Someone asked J. K. Rowling how she managed to write a series of bestselling books while raising a baby alone, and she said, “I didn’t do housework for four years! I’m not Superwoman, and living in squalor, that was the answer.” Sometimes I look at how squalid my house is, and I think, “Damn, I better do some better writing, to justify this.” Either that, or write up a few cheap listicles and then go scrub the shower.

Power through the troughs. There are times when I sit down to my computer like a cat with six different mice to chase, and I just can’t decide which one looks the tastiest. And there are times when the alphabet looks soggy and unfamiliar, and I have a hard time fighting my way all the way through a sentence until I reach the predicate. You’d think I’d write better when I’m refreshed, rested, and feeling upbeat and optimistic, and that it would be harder to write in times of extreme exhaustion, but in fact it doesn’t have anything to do with anything.

Every single writer I have ever talked to goes through this crap sometimes. It’s horrible. It will make you think you’re on your way to EOBD (Early Onset Brain Death), and whatever success you’ve had in the past was just some combination of luck and trickery, and now you’re done, just done, and everyone has been laughing at you for years.

Keep writing anyway, bucko. Eventually that fickle muse will find her way back to your shoulder, so you better be already in the habit of working when she does.

There is one consolation to writing when you feel zero inspiration, and that is to remind yourself that you’re not struggling, you’re in training. Every time you finish an essay without the aid of delight, you’ve completed another round of training for when delight in writing returns (and it will return). Every time you force yourself to express something you don’t care much about because life is meaningless and whatnot, you’ll find your mind that much more agile and responsive when the ideas again come waltzing up one after another, begging for a dance. Tra la la!

Husband. Back when I was writing for my rinky dink little Blogspot blog with twenty-seven readers, my husband saw that it was important for my mental health, and didn’t make me feel bad for spending time writing almost every day, even when there wasn’t even the hint of getting paid for it.
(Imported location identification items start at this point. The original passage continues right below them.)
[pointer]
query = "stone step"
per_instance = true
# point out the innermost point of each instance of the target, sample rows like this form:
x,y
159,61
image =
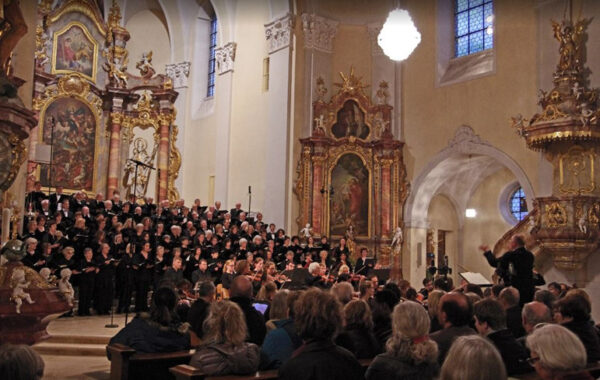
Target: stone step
x,y
78,339
70,349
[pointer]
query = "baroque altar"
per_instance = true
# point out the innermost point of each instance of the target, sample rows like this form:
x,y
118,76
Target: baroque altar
x,y
351,174
95,115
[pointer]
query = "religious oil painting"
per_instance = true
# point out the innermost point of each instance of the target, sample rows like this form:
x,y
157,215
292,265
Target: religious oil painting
x,y
75,50
70,128
350,199
350,122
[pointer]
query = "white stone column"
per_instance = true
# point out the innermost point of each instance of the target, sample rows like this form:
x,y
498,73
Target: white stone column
x,y
384,69
279,34
224,57
179,73
319,33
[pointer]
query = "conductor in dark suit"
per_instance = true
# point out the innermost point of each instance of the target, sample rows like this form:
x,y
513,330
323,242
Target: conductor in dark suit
x,y
515,267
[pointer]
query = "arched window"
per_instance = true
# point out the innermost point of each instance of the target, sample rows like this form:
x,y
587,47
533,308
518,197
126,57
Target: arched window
x,y
518,205
210,91
473,26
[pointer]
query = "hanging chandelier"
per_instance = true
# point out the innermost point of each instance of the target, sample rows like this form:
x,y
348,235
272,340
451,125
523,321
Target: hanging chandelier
x,y
399,35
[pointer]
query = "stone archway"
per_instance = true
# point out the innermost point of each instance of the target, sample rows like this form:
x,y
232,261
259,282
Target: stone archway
x,y
455,172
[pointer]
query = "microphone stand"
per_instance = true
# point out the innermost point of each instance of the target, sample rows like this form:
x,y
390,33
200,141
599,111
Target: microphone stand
x,y
137,164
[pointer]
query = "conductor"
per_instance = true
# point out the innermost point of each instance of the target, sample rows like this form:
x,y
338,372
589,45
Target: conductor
x,y
515,267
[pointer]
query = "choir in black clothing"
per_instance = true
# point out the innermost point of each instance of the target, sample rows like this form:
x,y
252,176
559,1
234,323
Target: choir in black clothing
x,y
118,250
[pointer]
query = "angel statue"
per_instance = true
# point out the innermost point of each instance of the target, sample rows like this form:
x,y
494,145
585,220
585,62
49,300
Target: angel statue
x,y
397,240
145,66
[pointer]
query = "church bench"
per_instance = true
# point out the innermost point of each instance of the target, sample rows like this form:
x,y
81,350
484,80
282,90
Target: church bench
x,y
126,364
188,372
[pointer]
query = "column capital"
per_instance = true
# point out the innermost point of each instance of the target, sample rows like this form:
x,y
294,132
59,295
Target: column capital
x,y
319,32
224,57
179,73
279,32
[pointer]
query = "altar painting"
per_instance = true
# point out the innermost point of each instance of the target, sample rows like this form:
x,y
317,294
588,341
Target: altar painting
x,y
75,50
350,198
73,138
350,122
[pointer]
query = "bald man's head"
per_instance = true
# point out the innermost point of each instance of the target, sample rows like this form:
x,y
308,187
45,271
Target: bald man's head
x,y
455,310
534,313
241,287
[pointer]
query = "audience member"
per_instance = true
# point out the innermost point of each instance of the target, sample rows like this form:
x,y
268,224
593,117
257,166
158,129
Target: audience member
x,y
157,331
473,358
573,312
318,317
509,299
20,362
533,314
224,350
557,353
281,342
455,313
410,354
357,335
199,309
490,322
241,293
433,304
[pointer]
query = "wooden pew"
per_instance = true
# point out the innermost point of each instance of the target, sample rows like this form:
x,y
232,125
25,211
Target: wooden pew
x,y
126,364
188,372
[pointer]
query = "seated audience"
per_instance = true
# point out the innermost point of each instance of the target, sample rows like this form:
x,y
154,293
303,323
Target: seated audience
x,y
318,316
455,313
156,331
343,291
199,309
241,294
357,335
573,312
557,353
473,358
509,299
281,342
224,350
410,354
433,304
533,314
546,297
490,322
20,362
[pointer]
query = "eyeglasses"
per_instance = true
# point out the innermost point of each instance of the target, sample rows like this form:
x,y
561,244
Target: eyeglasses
x,y
532,361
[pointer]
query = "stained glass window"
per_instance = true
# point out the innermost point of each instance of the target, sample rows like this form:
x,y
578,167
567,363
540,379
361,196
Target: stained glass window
x,y
474,26
518,205
211,58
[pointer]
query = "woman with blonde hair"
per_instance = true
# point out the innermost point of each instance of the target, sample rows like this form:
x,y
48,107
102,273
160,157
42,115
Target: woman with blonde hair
x,y
224,350
410,354
557,353
472,357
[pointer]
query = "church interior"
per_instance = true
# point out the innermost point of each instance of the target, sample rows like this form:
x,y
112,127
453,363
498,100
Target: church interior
x,y
298,115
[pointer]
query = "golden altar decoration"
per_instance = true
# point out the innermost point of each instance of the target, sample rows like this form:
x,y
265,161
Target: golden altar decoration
x,y
565,224
351,173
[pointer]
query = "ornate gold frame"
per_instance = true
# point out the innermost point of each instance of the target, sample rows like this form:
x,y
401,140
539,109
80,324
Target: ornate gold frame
x,y
71,86
55,44
577,150
332,160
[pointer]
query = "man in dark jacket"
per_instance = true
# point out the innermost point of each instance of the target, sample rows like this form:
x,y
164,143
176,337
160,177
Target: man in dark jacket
x,y
490,322
318,317
455,313
241,293
515,267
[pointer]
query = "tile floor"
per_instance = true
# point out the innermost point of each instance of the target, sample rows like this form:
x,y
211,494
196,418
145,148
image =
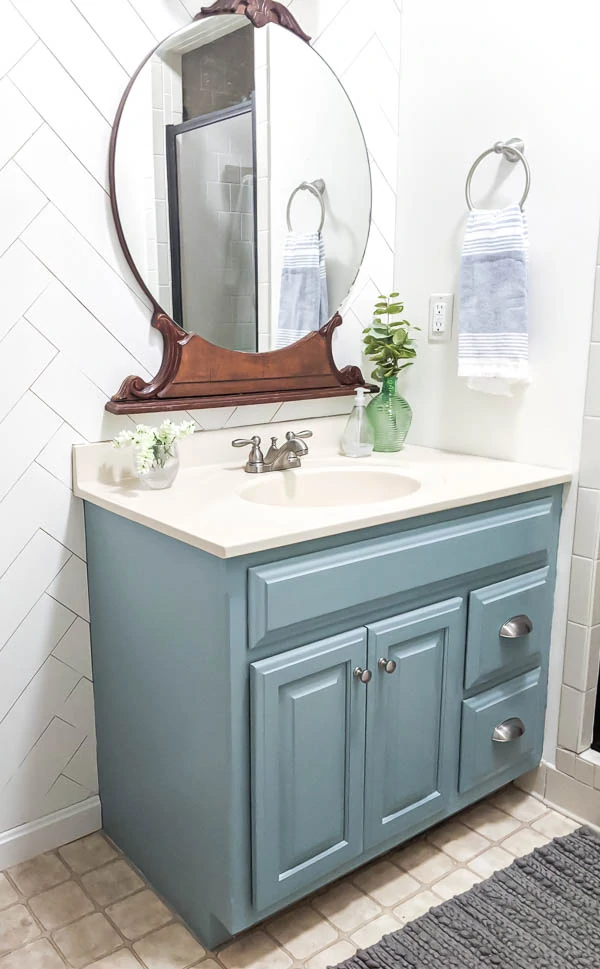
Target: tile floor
x,y
85,906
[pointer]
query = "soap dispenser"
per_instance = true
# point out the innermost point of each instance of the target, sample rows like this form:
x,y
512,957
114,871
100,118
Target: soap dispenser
x,y
358,439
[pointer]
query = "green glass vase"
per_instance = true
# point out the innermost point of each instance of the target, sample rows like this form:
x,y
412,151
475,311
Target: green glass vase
x,y
391,416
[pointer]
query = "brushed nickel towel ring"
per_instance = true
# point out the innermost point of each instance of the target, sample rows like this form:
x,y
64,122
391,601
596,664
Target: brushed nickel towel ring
x,y
316,188
514,151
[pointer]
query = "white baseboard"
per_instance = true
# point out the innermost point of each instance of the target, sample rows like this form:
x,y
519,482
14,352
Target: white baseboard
x,y
26,841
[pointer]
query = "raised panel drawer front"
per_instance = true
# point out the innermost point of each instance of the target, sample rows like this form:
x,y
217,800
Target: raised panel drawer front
x,y
509,626
502,731
308,744
412,732
313,586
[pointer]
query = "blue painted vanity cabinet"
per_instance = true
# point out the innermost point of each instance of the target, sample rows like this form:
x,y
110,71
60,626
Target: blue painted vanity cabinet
x,y
269,722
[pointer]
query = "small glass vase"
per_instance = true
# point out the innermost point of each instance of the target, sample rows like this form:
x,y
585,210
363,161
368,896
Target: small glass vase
x,y
164,470
391,416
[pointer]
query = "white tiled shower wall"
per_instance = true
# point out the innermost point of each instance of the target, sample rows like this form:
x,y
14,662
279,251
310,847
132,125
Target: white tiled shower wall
x,y
576,783
73,326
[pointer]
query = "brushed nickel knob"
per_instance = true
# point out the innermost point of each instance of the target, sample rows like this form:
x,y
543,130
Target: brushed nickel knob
x,y
508,731
516,627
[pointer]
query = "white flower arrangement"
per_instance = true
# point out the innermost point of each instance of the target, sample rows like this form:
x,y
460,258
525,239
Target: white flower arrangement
x,y
154,445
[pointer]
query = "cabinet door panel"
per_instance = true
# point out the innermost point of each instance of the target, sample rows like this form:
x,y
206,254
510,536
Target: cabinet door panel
x,y
412,724
308,741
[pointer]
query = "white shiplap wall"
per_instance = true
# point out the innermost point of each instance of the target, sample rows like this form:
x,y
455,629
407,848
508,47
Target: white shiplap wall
x,y
73,325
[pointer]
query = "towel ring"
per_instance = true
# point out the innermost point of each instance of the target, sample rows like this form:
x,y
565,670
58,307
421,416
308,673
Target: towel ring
x,y
317,189
513,151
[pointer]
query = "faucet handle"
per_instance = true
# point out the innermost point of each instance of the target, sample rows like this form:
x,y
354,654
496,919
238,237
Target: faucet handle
x,y
256,459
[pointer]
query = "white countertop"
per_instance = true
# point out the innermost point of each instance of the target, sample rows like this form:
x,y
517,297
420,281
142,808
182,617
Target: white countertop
x,y
206,507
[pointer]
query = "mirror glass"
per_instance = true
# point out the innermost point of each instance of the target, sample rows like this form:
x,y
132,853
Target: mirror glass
x,y
243,183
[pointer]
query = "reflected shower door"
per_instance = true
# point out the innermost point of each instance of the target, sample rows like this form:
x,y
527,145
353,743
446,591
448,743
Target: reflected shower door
x,y
212,213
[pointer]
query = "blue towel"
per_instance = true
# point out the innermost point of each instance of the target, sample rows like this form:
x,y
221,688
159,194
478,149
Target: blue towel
x,y
493,343
304,304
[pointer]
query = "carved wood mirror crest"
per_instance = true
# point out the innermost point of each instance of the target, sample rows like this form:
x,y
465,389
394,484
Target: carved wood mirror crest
x,y
196,373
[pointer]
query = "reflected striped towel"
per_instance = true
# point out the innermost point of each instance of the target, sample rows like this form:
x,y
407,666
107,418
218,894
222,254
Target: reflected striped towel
x,y
304,304
493,343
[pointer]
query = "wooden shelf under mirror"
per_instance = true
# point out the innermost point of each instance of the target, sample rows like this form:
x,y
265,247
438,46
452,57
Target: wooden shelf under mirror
x,y
195,372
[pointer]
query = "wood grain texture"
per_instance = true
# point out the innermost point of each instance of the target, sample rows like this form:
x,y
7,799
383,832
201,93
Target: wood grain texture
x,y
259,12
197,374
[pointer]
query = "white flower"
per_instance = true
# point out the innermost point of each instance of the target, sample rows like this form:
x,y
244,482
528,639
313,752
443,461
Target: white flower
x,y
153,445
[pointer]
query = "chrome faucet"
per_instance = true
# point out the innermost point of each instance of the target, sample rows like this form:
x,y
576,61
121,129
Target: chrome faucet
x,y
283,458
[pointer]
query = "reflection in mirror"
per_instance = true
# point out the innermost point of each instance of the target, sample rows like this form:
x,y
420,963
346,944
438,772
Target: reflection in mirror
x,y
247,207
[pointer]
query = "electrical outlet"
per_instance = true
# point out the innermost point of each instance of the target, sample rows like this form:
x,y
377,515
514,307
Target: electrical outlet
x,y
441,307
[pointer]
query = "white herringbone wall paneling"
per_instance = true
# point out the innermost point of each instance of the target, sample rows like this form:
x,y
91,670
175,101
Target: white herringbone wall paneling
x,y
74,324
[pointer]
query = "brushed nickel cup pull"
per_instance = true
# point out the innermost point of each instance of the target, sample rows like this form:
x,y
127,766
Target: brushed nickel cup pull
x,y
508,731
516,627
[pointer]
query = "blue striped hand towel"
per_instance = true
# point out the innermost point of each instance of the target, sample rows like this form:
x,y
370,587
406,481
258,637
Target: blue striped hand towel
x,y
304,303
493,343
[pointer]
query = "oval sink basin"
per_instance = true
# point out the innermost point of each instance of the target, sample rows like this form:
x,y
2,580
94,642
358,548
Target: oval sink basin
x,y
329,488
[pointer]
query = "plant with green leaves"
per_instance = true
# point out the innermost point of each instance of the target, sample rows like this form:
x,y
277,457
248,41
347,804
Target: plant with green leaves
x,y
388,341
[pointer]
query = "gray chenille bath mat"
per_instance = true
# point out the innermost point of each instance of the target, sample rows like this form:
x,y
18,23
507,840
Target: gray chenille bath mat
x,y
543,912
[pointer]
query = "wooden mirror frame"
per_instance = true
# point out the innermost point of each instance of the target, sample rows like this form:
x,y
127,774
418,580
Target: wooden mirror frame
x,y
196,374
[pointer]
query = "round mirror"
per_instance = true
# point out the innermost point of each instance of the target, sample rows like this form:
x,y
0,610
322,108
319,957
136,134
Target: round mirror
x,y
242,183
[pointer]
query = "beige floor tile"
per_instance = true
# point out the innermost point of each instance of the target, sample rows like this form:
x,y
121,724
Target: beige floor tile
x,y
347,907
458,881
386,883
255,950
170,948
39,874
555,825
37,955
375,931
458,841
524,841
302,931
521,805
88,853
416,906
123,959
489,822
492,860
423,861
8,896
17,926
332,956
86,940
112,882
139,914
61,905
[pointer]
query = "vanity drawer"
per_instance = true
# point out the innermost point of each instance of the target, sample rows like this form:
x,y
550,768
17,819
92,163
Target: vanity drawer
x,y
309,588
508,626
502,731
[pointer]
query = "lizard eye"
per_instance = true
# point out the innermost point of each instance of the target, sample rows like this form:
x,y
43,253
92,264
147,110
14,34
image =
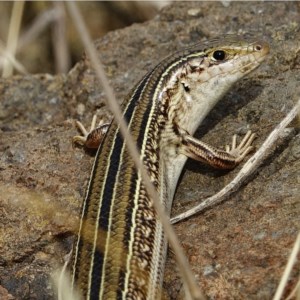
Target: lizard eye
x,y
219,55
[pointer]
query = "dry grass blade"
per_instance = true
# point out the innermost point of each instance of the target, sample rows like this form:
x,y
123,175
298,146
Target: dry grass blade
x,y
14,62
61,50
250,166
13,36
187,275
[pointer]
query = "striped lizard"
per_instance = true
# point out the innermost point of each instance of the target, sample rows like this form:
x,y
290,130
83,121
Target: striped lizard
x,y
120,249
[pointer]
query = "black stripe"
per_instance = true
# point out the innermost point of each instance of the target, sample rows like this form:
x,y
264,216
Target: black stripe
x,y
109,184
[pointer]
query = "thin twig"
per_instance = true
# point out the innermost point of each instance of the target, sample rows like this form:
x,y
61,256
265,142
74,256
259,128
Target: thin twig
x,y
288,269
250,166
13,35
39,24
187,275
60,45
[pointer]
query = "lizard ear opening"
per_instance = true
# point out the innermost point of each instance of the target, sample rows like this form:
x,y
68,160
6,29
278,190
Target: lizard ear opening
x,y
219,55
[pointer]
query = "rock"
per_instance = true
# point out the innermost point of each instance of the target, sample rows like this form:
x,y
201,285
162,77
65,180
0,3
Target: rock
x,y
43,179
Without him making time and space for me to write, and without him reassuring me that it was important to him because it was important to me, I would probably have scrapped it years ago. So now you know whose fault it is that I keep cranking it out! If you don’t have a husband like this, see if you can find a friend who will reassure you that you’re good, and believe them, dammit. 

It may just be that you can’t all the writing you want to do right now. There are just too many other things going on. Kids too needy, obligations too pressing, sleep too not-having-enough. I firmly believe that writers will always find a way to write, somehow. It’s a sickness. It’s a compulsion. It’s a thing that will fight its way back up to the surface when the time is right. Writers gonna write, so if you’re a writer, you will find yourself writing. Right?